Ho Chi Minh Stilt House

Photography is permitted in the gardens and exterior areas. Inside the stilt house itself, photography is generally not allowed – a rule that’s strictly enforced and honestly, I think, adds to the respectful atmosphere of the visit.

Getting There

  • By taxi or ride-hailing app (Grab): The easiest option, especially in Hanoi’s heat.
  • By bicycle: A pleasant option if you’re staying in the Old Quarter or Ba Dinh area.
  • By city bus: Bus lines 22A, 22B, and 45 stop nearby, though bus schedules can be inconsistent.

Best Time to Visit

Hanoi’s weather plays a big role in how enjoyable your visit will be. The Ho Chi Minh Stilt House gardens are at their most beautiful between October and April, when the weather is cooler and drier and the light is clear and golden in the mornings.

Summer visits (May to August) are doable but hot and humid – I’d suggest arriving right when the gates open at 8:00 AM to beat both the heat and the larger tour groups that tend to arrive mid-morning.

If you’re in Hanoi for Vietnamese National Day (September 2), the area around Ba Dinh Square – just outside the complex – takes on a completely different energy, with ceremonies and gatherings that give the Ho Chi Minh Stilt House site an added layer of significance.

Why the Ho Chi Minh Stilt House Still Matters

Ho Chi Minh Stilt House

I’ve been to the Ho Chi Minh Stilt House with friends, with my family, with foreign colleagues visiting for the first time.

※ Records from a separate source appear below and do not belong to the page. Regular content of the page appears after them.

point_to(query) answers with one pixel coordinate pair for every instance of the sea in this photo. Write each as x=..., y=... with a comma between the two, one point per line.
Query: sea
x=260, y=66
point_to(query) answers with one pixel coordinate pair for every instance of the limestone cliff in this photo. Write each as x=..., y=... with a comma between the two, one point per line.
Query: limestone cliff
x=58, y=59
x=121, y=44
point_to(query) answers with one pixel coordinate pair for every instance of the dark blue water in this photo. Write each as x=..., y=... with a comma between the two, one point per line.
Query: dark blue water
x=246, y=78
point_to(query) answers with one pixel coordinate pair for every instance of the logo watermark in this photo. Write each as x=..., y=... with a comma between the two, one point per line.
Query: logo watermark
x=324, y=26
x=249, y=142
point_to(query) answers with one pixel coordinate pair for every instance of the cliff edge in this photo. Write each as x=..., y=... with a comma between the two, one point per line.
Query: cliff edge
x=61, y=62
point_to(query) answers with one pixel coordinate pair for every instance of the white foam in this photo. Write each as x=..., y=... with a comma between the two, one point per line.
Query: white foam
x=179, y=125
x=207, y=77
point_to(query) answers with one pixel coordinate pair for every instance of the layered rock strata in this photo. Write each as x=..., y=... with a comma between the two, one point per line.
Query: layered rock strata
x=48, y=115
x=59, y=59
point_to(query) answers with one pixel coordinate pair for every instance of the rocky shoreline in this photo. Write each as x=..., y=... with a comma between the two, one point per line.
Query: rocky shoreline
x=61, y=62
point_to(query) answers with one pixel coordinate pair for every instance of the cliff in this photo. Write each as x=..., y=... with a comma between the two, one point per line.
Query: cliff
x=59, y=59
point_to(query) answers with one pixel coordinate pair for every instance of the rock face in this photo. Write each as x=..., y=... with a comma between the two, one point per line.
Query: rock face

The reaction is almost always the same: quiet surprise, followed by genuine reflection.

People expect a monument. They find a home.

What strikes visitors most consistently isn’t the historical importance of the site – it’s the scale of the life that was lived here. The rubber sandals. The single bed. The books. The fish in the pond that he fed by hand every morning. These details accumulate into something more powerful than any speech or portrait.

For Vietnamese people, the Ho Chi Minh Stilt House in Hanoi is a place of deep national reverence. We grow up learning about Uncle Ho in school, seeing his image on currency and in public buildings, hearing stories from grandparents who lived through the years of independence and reunification. Coming here as an adult, with some distance and perspective, I find it’s less about hero worship and more about understanding a particular kind of moral consistency that’s rare in any era of leadership.

The house is the argument. Words weren’t needed.

Tips for Getting the Most Out of Your Visit

  • Go early. The first hour after opening is the most peaceful and the light in the garden is beautiful.
  • Walk slowly. The grounds reward attention. Look at the labelled trees, read the small plaques along the paths, notice the proportions of the stilt house against the surrounding greenery.
Ho Chi Minh Stilt House
Tour de Hanoi.
  • Hire a local guide or join a small group tour. The context makes an enormous difference. Many of the most moving details only come alive when someone who knows the history tells them to you in person. Our Tour de Hanoi: Old Quarter, Iconic Landmarks & Hidden Corners includes a stop at the Presidential Palace to Hanoi Train Street, the Old Quarter’s hidden corners, and more, all in one guided day. 
Ho Chi Minh Stilt House
Ba Đình Square.
  • Pair it with Ba Dinh Square. The square where Ho Chi Minh read the Declaration of Independence on September 2, 1945, is a five-minute walk away. Visiting both in the same morning gives you a real sense of the geography of those historical moments.

A Journey into the Heart of Vietnamese Identity

The Ho Chi Minh Stilt House is, in my honest view, the single most quietly powerful place in Hanoi. It isn’t dramatic. It doesn’t demand your attention. It earns it, slowly, through the accumulation of small, specific, human details that add up to something much larger than any grand monument could manage.

Whether you’re visiting Hanoi for the first time or the fifth, the Ho Chi Minh Stilt House in Hanoi deserves more than a checkbox on your itinerary. Give it a slow morning. Walk the garden. Look at the fish in the pond. Climb the narrow stairs. Stand in that small bedroom and think about the choice that was made to live there.

You’ll leave understanding something about Vietnam that no guidebook can give you.